Она выдохнула эти слова, выплеснув их из самой глубины души, и пламя масляной лампы на алтаре погасло, словно от порыва невидимого, ледяного ветра. В комнате стало абсолютно темно и тихо.
В тот же миг, высоко в ночном небе, прямо над маяком, сверкнула звезда. Не просто мерцала, а вспыхнула ослепительно-ярким, пронзительно-синим светом, на мгновение затмив все остальные созвездия. Её свет был так ярок, что осветил башню, двор, бледные лица солдат и застывшего в немом вопросе аббата Элиана. Свет погас так же внезапно, как и появился, оставив после себя лишь темноту и лёгкий синий отпечаток на сетчатке глаза.
В молельне воцарилась абсолютная тишина. Синий свет в глазах Огнезы угас, искры на волосах исчезли. Она тяжело дышала, опираясь руками о холодный каменный пол, всем телом чувствуя божественную опустошённость. По её щекам текли уже не слёзы отчаяния, а слёзы облегчения и благоговейного ужаса.
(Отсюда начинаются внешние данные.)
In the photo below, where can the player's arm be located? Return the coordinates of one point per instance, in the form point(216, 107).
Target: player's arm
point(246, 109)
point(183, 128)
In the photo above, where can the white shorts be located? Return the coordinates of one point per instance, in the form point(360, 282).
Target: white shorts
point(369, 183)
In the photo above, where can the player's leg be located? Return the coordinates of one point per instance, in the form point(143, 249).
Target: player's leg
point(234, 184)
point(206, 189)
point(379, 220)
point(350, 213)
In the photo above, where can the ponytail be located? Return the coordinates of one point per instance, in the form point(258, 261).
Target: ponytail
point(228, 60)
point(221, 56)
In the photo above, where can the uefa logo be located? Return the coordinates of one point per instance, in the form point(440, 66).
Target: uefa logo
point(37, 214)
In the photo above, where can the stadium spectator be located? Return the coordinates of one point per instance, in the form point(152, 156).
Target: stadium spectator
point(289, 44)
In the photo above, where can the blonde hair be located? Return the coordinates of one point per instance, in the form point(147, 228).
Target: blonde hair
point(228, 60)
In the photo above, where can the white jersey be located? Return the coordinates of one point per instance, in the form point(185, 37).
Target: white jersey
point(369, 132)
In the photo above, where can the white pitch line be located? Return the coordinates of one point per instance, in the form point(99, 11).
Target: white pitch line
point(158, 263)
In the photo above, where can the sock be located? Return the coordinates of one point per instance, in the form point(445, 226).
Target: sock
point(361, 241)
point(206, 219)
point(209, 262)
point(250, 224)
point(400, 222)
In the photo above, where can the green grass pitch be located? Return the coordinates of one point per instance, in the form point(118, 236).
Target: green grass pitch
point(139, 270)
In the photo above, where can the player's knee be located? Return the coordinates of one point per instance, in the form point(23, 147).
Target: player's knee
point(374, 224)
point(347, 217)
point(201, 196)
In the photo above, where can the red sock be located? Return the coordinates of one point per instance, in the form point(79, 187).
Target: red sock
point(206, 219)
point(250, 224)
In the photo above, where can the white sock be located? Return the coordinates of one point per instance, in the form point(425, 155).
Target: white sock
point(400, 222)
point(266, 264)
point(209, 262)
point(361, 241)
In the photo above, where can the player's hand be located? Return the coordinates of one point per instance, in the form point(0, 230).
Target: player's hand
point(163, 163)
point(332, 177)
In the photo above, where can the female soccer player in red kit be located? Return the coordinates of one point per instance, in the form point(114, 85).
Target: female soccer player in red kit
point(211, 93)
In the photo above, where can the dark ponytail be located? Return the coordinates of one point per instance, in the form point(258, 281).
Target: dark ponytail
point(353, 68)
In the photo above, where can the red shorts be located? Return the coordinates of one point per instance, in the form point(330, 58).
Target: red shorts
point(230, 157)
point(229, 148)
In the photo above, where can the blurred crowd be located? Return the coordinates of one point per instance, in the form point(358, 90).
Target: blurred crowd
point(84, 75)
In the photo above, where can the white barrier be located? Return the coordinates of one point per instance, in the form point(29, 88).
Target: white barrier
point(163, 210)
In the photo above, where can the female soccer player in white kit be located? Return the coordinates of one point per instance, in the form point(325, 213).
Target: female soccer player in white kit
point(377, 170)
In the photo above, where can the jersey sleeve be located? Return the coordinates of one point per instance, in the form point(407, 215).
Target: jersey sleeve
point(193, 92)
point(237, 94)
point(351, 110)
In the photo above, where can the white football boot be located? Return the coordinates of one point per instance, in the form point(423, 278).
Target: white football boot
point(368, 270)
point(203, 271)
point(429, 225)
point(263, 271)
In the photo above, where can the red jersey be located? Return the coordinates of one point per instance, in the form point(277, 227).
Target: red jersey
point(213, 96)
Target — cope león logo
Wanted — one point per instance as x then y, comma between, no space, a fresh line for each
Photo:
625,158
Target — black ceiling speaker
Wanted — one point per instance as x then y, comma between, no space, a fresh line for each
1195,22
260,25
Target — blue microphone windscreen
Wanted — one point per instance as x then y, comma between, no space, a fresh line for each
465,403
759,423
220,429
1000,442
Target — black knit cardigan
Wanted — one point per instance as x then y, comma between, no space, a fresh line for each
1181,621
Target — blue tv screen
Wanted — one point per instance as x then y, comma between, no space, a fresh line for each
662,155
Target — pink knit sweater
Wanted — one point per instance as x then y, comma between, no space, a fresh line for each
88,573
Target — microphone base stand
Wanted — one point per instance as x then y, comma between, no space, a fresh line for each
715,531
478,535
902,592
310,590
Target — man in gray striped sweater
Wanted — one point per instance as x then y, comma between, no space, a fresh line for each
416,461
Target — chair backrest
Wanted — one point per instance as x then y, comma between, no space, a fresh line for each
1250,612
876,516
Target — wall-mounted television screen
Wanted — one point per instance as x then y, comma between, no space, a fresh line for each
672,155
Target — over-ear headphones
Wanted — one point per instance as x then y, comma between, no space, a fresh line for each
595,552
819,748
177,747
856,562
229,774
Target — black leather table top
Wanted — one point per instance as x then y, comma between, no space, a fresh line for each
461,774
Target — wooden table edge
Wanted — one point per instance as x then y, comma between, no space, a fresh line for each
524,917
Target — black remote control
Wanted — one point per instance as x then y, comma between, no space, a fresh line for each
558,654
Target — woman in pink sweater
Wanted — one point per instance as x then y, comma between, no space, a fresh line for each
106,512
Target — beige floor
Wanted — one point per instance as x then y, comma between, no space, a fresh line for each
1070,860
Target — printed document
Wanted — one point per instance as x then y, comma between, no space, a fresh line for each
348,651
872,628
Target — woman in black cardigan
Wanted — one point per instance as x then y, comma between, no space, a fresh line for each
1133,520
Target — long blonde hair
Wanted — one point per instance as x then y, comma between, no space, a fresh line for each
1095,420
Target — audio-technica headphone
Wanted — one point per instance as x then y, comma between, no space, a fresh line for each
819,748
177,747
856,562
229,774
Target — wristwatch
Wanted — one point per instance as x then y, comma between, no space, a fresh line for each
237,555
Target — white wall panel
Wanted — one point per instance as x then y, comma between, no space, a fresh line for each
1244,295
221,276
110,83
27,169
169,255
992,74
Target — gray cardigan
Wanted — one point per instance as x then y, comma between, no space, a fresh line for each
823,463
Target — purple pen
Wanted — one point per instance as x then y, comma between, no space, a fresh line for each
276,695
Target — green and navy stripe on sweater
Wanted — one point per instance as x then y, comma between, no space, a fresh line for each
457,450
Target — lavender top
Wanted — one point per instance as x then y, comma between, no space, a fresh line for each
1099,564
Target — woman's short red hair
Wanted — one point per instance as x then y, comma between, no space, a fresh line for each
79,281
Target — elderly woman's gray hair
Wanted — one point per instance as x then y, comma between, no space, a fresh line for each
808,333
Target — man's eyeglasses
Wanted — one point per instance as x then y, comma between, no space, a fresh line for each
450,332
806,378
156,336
Древняя богиня Атта ответила. Призыв был услышан. И где-то в бескрайних мирах, на перекрёстке теней и света, что-то сдвинулось с места, устремившись на её зов.
Часть 1. Скалига.
Глава 4. Врата в никуда.
Тень, внезапно накрывшая стол, была настолько густой и неестественной, что на мгновение Богдану показалось, будто сама ночь сгустилась и прилегла перед ним. Она вырвала его из вороха мрачных раздумий, заставив вздрогнуть и медленно, с усилием, поднять голову. Над ним, заслоняя тусклый свет одинокой лампы, высилась фигура в длинном пальто и шляпе с широкими полями, словно сошедшая со страниц старого детективного романа или с экрана черно-белого гангстерского фильма. Свет падал так, что лица не было видно, лишь подбородок да тонкие, поджатые губы. Над головой раздался голос, аристократичный и умудрённый жизнью, словно отлитый из бронзы и вековой пыли библиотечных фолиантов:
– Не правда ли, промозглая ночь! Так подходит для побега?
Рука Богдана инстинктивно, почти без участия сознания, легла на рукоять пистолета под пиджаком. Холод металла был единственной знакомой и реальной вещью в этом сумасшедшем мире. Его серые глаза, затуманенные усталостью и остатками адреналина, принялись лихорадочно сканировать незнакомца, выискивая знакомые черты, признаки прямой угрозы. Новый убийца? Более изощренная ловушка? Или просто местный сумасшедший, вышедший на ночную прогулку и решивший пообщаться с одиноким посетителем?
– Позвольте представиться, – продолжил незнакомец, не дожидаясь ответа. Его движения были плавными, почти гипнотическими, а руки в перчатках из тонкой кожи были сложены на изящном набалдашнике трости. Тонкий стержень из полированного эбенового дерева был увенчан серебристой сферой, холодно поблескивавшей в тусклом свете. – Градов. Алексей Максимович.
– Богдан, – отрезал он, не отводя руки от кобуры. Его собственный голос прозвучал хрипло и непривычно громко в почти пустом зале. – Что вам нужно? И откуда вы знаете, что я… собираюсь куда-то бежать?
– О, мне? – Градов мягко улыбнулся, и в уголках его глаз собралась паутина морщин, похожих на старые карты забытых земель. – Мне нужно восхититься. Редко встречается такая… неукротимая целеустремленность. Желание жить, пусть и ценой чужой жизни. Вы разобрались с теми двоими весьма эффективно. Шумно, опрометчиво, привлекли ненужное внимание, но чертовски эффективно. Воля к жизни – великая и почти забытая сила в нашем цивилизованном мире.